Any ideas for a disc brake setup that I can get from Pick & Pull for my 67 GTO. I have drum brakes without a booster now and I'm in desperate need of a temporary upgrade until I can afford an quality set. Anything has to be better than what I have.

Also a step by step install guide would be handy.

Thanks.


----------



## Instg8ter (Sep 28, 2010)

The 69'-74 single piston calipers, spindles and rotors off of any a-body will work and do just fine at slowing these beasts down. they are pretty much bolt ons (think i had to enlarge one hole on spindle), and rotors are inexpensive and easy to find.


----------



## 68GTO4004Spd (Jun 19, 2008)

Good luck finding older car parts at a junk yard. Here in Ohio, the illegal mexicans have stripped everything usefull off of every car there.


----------



## geeteeohguy (Feb 2, 2008)

As said, any '69-'72 A body: Cutlass, Skylark, Malibu, Tempest, etc. Direct bolt on, nothing rubs, no fabrication needed, alignment angles stay the same, cheap, and works excellent (factory parts!!). We did one many moons ago on a '65 GTO for a total cost of $90........still working great.


----------



## Mr. P-Body (Jan 20, 2011)

Agreed on the '69-'72 stuff. NOTE: '73 and '74 A-body has different spindles and brakes.

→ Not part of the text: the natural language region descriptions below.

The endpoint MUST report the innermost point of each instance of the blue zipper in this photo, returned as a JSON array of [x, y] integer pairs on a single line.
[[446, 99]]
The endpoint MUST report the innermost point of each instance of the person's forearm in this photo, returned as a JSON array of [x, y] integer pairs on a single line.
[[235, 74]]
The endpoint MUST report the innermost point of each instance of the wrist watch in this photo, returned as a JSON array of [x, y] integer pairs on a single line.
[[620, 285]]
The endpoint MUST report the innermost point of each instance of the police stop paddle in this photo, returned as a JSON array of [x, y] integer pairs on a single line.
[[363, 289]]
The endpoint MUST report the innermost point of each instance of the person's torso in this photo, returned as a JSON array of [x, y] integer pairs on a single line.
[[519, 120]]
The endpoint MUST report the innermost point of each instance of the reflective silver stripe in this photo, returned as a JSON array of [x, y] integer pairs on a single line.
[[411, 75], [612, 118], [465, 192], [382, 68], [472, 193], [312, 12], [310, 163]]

Another group that "fits" are from the E-bodies, Grand Prix, Monte Carlo and Riviera, '69-'72. Of course, if you come across a '69 Monte Carlo, BUY THE WHOLE CAR!!! (they didn't make them 'til '70. Argh! Argh! Humor...). 

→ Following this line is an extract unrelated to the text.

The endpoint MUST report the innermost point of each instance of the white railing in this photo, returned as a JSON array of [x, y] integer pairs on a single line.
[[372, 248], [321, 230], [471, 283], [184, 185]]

You WILL need a booster and proportioning valve. Very important. 

Jim


----------



## kjk990 (Sep 1, 2010)

has anyone seen the guy on E bay that sells spindles that fit the 67 GTO(and other cars) but allow you to use brakes off of 80's cars?


----------



## geeteeohguy (Feb 2, 2008)

The '69-'72 brakes are readily available and are heavy duty excellent units. They are in no way inferior to brakes found on '80's vintage vehicles. You should be able to get the rotors and loaded reman calipers from any parts house.


----------



## xcmac26 (Dec 1, 2008)

ebay, about 400 bucks for a kit that has everything you need. when i started visiting bone yards, they didn't have old cars and wanted about 250 or 300 for the parts if hey sourced them


----------



## Thumpin455 (Feb 17, 2010)

I havent seen a car older than 1980 in a yard since 95 or so. Most got crushed or parted as the value went up. You can get a kit that will let you use the drum spindles with disc rotors and a caliper bracket. I know about buying a $600+ kit to swap the drums out, did that on the 65. Lucky for me the 70 had disc, so does the 72.

Swap meets would be better to find that stuff than junk yards, but you never know. It depends on where you live.


----------



## lewy222 (Apr 17, 2011)

Thumpin455 said:


> I havent seen a car older than 1980 in a yard since 95 or so. Most got crushed or parted as the value went up.
> 
> Swap meets would be better to find that stuff than junk yards, but you never know. It depends on where you live.


There are junkyards out there with old stuff in them! I aint tellin where, but this is my parts store!


----------



## likethat (Oct 5, 2007)

I spy with my eye a 73 or 74 ventura


----------



## OrbitOrange (Jul 5, 2010)

I have the front stuff on a 70 chevelle. I can look at it and make sure everything is there if your intrested?


----------